Params can be plugged into multiple Task attributes, not just accessed after the actual container runtime environment has begun. That can't be done easily/at all if the value needed is in a bucket blob.

kbruner on 4 Sep 2019

👍3 ❤1

All 15 comments

In principle I agree that this could be useful but I can't think of concrete examples - could you describe a bit more the use case you have for this? What's the problem that you're trying to solve & in what way is it not served by, for example, PipelineResources?

sbwsg on 4 Sep 2019

The only PipelineResource type that's really suitable for this use case would be a bucket. However, I have issues with how using a bucket for caching data between steps actually works.

Even though I have defined an artifact bucket for the pipelines controller to use, work outputs don't get pushed to it unless I also create a storage PipelineResource.
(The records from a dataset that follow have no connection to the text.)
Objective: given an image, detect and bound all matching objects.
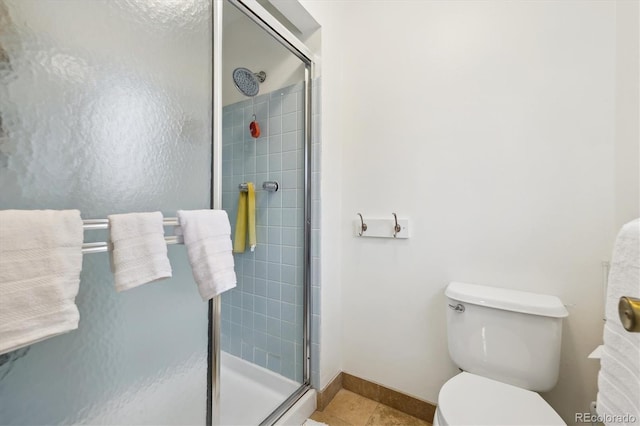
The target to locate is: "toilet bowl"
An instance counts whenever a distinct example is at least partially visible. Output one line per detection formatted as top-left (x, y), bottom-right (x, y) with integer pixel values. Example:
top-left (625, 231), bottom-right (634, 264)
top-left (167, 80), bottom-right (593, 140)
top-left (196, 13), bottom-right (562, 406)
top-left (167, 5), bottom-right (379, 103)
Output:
top-left (433, 282), bottom-right (568, 426)
top-left (433, 372), bottom-right (566, 426)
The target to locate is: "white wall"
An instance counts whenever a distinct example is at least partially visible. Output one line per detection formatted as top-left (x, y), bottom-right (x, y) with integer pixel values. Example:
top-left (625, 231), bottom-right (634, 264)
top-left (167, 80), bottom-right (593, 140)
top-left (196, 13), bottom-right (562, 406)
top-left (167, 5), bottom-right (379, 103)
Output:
top-left (303, 0), bottom-right (637, 423)
top-left (615, 0), bottom-right (640, 228)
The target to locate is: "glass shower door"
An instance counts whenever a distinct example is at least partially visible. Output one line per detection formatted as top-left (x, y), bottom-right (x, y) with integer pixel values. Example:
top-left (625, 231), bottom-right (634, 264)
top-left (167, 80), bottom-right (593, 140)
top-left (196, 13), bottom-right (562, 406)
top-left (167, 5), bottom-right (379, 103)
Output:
top-left (0, 0), bottom-right (212, 425)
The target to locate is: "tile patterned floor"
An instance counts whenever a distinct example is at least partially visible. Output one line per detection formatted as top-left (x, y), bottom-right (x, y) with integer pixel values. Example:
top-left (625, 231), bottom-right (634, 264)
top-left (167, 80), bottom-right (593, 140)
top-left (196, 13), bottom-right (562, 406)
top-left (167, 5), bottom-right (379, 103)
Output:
top-left (311, 389), bottom-right (431, 426)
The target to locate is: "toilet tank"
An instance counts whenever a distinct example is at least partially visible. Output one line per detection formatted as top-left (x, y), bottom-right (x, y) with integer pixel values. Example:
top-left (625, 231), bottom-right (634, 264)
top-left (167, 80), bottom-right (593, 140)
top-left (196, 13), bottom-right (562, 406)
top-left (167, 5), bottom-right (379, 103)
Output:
top-left (445, 282), bottom-right (569, 392)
That makes no sense to me. If /workingdir/output could reliably (or at least as a configuration option) by saved to the artifact bucket and then pulled into to /workingdir for the next task, yes, that would solve 99% of use cases.
Using a storage PipelineResource as a cache between tasks in a PipelineRun has some other nuisances:
a. Unlike the artifact bucket, it only supports absolute paths, so it requires some magic in the tasks to make sure concurrent runs of the same pipeline don't clobber/mix up files.
b. It doesn't clean up interim files between runs. The tasks would have to implement the same PipelineRun/Task file structure for input and outputs that the artifact bucket already does.
Params can be plugged into multiple Task attributes, not just accessed after the actual container runtime environment has begun. That can't be done easily/at all if the value needed is in a bucket blob.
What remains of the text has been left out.